An unrestricted free agent after the season, Abdullah re-signed with the Chiefs on March 12, 2014. During a Monday Night Football game on September 29, 2014, against the New England Patriots, Abdullah intercepted a pass, returning it for a touchdown. He was given a 15-yard unsportsmanlike conduct penalty for sliding on his knees, then bowing down and giving praise in Islamic prostration. The next day, the NFL said the penalty was a misapplication of the relevant rule, and should not have been assessed. The penalty created much controversy on social media, including beyond America.

===Retirement===
Abdullah retired from football on March 28, 2016, citing concern over the five concussions he had accumulated during his career.

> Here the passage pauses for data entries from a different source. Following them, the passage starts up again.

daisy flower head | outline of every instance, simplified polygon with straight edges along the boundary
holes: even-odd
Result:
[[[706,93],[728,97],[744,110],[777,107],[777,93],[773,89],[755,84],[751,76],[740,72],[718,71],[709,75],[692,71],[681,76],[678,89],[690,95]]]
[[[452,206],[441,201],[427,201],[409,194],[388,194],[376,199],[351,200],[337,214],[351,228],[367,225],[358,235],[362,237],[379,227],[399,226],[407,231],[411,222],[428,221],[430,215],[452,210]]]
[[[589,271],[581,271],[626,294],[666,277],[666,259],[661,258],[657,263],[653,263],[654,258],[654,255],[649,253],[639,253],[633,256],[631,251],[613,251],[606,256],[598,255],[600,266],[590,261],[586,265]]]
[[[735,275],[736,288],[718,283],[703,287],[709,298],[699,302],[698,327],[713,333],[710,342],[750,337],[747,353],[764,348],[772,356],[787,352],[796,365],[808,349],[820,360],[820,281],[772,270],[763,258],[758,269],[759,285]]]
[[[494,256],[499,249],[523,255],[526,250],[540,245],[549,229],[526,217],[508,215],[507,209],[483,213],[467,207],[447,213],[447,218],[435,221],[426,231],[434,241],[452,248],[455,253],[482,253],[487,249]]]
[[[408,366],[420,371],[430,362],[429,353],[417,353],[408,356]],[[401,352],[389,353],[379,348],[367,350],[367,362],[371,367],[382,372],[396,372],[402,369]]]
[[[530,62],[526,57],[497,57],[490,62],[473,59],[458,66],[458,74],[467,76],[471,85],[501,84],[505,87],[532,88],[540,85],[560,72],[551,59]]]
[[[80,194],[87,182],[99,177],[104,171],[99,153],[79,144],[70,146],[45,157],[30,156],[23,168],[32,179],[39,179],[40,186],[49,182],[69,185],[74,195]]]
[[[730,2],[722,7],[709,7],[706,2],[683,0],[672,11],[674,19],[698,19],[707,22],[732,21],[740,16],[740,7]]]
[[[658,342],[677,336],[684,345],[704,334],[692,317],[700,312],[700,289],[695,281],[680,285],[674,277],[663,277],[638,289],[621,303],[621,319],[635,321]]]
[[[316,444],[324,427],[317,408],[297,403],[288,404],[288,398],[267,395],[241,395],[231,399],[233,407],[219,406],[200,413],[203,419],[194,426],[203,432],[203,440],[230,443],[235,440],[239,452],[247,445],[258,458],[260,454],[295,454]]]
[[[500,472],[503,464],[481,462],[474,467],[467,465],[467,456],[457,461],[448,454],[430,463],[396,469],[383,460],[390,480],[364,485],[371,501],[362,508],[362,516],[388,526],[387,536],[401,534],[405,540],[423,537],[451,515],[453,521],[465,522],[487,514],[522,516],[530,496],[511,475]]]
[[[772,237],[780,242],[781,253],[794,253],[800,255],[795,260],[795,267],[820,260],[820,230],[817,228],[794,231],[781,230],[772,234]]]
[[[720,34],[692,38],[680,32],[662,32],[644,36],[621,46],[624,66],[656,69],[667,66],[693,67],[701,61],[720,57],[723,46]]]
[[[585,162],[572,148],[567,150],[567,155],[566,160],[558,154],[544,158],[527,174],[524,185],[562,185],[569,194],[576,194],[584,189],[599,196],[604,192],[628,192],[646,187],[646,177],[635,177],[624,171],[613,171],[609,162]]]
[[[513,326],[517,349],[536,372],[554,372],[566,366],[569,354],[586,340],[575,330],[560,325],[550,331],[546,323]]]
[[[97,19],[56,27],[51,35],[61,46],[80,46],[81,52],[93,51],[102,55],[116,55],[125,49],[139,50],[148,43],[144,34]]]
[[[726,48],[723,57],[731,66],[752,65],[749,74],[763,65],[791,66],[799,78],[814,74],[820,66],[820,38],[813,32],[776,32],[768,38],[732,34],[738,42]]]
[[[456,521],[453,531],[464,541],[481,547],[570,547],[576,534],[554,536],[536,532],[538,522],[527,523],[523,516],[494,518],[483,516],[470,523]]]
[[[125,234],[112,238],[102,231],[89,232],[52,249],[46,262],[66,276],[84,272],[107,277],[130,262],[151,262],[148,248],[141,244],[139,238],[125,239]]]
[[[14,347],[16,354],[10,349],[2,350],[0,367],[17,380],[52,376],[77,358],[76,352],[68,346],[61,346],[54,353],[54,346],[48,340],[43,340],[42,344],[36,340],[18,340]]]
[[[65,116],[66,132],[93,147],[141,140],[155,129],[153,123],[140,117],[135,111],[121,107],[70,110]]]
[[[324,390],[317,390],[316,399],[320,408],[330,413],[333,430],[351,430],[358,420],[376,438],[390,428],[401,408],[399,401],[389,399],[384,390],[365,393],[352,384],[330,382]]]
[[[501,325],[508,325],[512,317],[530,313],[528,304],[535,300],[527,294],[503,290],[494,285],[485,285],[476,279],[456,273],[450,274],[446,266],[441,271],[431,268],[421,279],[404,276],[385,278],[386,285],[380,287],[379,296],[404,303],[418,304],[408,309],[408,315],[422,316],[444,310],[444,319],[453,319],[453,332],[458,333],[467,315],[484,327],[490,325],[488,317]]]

He later explained the decision further in an essay submitted to The Players Tribune.

==NFL career statistics==

Legend
| Bold | Career high |

===Regular season===

Year: Team; Games; Tackles; Interceptions; Fumbles
GP: GS; Cmb; Solo; Ast; Sck; TFL; Int; Yds; TD; Lng; PD; FF; FR; Yds; TD
2008: MIN; 16; 0; 20; 14; 6; 0.0; 0; 0; 0; 0; 0; 0; 0; 0; 0; 0
2009: MIN; 14; 0; 17; 15; 2; 1.0; 1; 0; 0; 0; 0; 1; 0; 0; 0; 0
2010: MIN; 15; 15; 75; 54; 21; 0.0; 3; 3; 5; 0; 5; 7; 0; 0; 0; 0
2011: MIN; 9; 9; 49; 44; 5; 1.0; 3; 1; 32; 0; 32; 5; 0; 0; 0; 0
2013: KAN; 16; 2; 27; 22; 5; 0.5; 0; 1; 44; 1; 44; 4; 0; 1; 0; 0
2014: KAN; 16; 16; 71; 58; 13; 0.0; 2; 1; 39; 1; 39; 8; 0; 0; 0; 0
2015: KAN; 11; 4; 29; 24; 5; 0.0; 3; 0; 0; 0; 0; 1; 0; 0; 0; 0
Career: 97; 46; 288; 231; 57; 2.5; 12; 6; 120; 2; 44; 26; 0; 1; 0; 0

===Playoffs===

Year: Team; Games; Tackles; Interceptions; Fumbles
GP: GS; Cmb; Solo; Ast; Sck; TFL; Int; Yds; TD; Lng; PD; FF; FR; Yds; TD
2008: MIN; 1; 0; 0; 0; 0; 0.0; 0; 0; 0; 0; 0; 0; 0; 0; 0; 0
2009: MIN; 2; 0; 4; 4; 0; 0.0; 0; 0; 0; 0; 0; 0; 0; 0; 0; 0
2013: KAN; 1; 1; 6; 6; 0; 0.0; 0; 2; 5; 0; 4; 2; 0; 0; 0; 0
2015: KAN; 2; 0; 4; 1; 3; 0.0; 0; 0; 0; 0; 0; 2; 0; 0; 0; 0
Career: 6; 1; 14; 11; 3; 0.0; 0; 2; 5; 0; 4; 4; 0; 0; 0; 0

==Personal life==
Abdullah is the son to Yusuf and Sa'eeda Johnwell. He lived in a very large family, one of 12 children. As a practicing Muslim, Abdullah observes fasting in Ramadan—even during the football season. He sat out the 2012 season to make Hajj to Mecca with his brother Hamza Abdullah, who was also in the NFL. He is a member of the Alpha Lambda Mu fraternity, America's first and only Muslim fraternity.